Но удивляться Сергею было некогда, следовало долбить.

Уже после второго-третьего удара в руке напарника, крепко выпившего Лавра Кузьмича, появлялся чубук, повисал над головой, требуя места в недоконченной лунке; одновременно притормаживал бензовоз, тоже требовал места, чтоб лить воду. Поэтому Сергей не отирал уже на взмахах лицо, только долбил…

— От дають! — называя его во множественном числе, смеясь, выкрикивала молодуха Ванцецкая, легко орудуя лопатой, и Сергея брало отчаяние от этой ее легкости, от веселой легкости всех окружающих, из которых любой: подросток ли, инвалид, женщина — все теоретически должны быть слабей его, здорового мужчины. Опытный физкультурник, он едва держался, ждал второго дыхания, которое случается при долгом беге, если человеку повезет. Ему порой казалось: хуторяне разыгрывают его, специально из-за него не делают перерыва; тут же он убеждался, что излишне мнит о себе, что его попросту забыли, а вот ему-то давно пора вспомнить свои обязанности в других колхозах и ехать!..

Момента не находилось; Сергей видел, что оскандаливается в труде, к которому ежедневно, зачастую раздраженно, призывает колхозников.

Но все же бог был, второе дыхание секундами появлялось. Оно росло. Чем резче сох пот от жара напряженных, не тренированных на полевую работу мускулов, уже перешагивающих через усталость и отчаяние, тем большее ликование охватывало тело — совсем молодое, быть может, еще растущее, веселое тело, так часто, так противоестественно костенеющее на долгих совещаниях.

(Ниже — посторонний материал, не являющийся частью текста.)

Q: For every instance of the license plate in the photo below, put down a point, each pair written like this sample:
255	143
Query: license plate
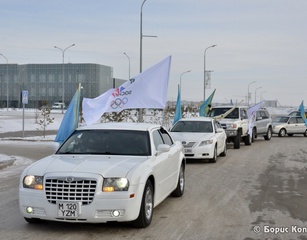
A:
69	209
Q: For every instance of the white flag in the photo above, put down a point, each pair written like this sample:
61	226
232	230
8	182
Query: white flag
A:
251	113
147	90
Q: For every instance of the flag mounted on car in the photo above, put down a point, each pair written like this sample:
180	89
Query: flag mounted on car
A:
147	90
178	113
302	112
70	120
205	107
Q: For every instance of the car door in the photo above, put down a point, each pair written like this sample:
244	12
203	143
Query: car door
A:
301	126
220	136
292	125
165	165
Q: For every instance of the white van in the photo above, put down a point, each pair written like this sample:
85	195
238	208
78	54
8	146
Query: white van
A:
58	105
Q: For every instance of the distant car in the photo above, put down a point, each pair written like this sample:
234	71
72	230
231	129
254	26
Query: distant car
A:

— Бей! — орал Лавр Кузьмич, и Сергей бил, смешивал выдохи с выдохами босых учительниц, молодухи Ванцецкой и могучей Дашки Черненковой. Все они, ударяя, будто кланяясь, слепили грудями, прыгающими в вырезах кофт, поражали белизной незагорелых с зимы икр, шли рядом с дедами, с детьми; и Сергей видел: будь посадка мероприятием приказным, дефилируй здесь с руками в карманах поверяющие, именуемые в колхозах американскими наблюдателями, — и не была б работа такой удалой, убили б ее перекуры дедов, бесконечные, вразвалочку, хождения женщин через все поле за кружкой воды.

2

Спрыгнув с еще не просохшего после грозы жеребца, оглядясь, Настасья позавидовала Конкину: «Сумел, черт! Поднял-таки людишек!..»

— Включайся, Семеновна! — крикнул ей Конкин, орудуя мотыгой.

Красный резкими пятнами, он дышал в сторону от соседей: видно, снова был плох, опасался заражать. Голубов — такая же ка́лечь — выворачивал землю левой рукой, а правая, раненная, направляла лопату. Словно в подборку, с ними шла бабка Поля. Надвое согнутая в пояснице, окостенелой еще с довойны, она зажимала держак внизу, у самого железа, но вся троица вела шеренгу, перекликалась с соседними, и Щепеткова, как солдат, вступивший в строй и — хочешь не хочешь — берущий ногу, заняла участок.

Мимо с вязанками саженцев носилась Раиска. Дома не заставишь побанить стакан за собой, а здесь бежки бегает. Еще бы, раз на митинге спрашивали ее мнение!.. Кума Цата со своим штабом — Лизаветой Чирской, Марфенькой Гуцковой — била лунки, специально оборотясь к Настасье задом. Кончились, мол, денечки, когда мордой к тебе стояли.

А била хорошо!.. Как циркулем, ровняла края, с одного взмаха толкала всей грузностью своего дородного тела; не теряя взмахов, переступала вперед, к следующим лункам. Двигались и прочие крепкие женщины и девки, и замшелые, бог весть с каких времен не сползавшие с печи доходяги. Шли без розгиба. Свирепо шли.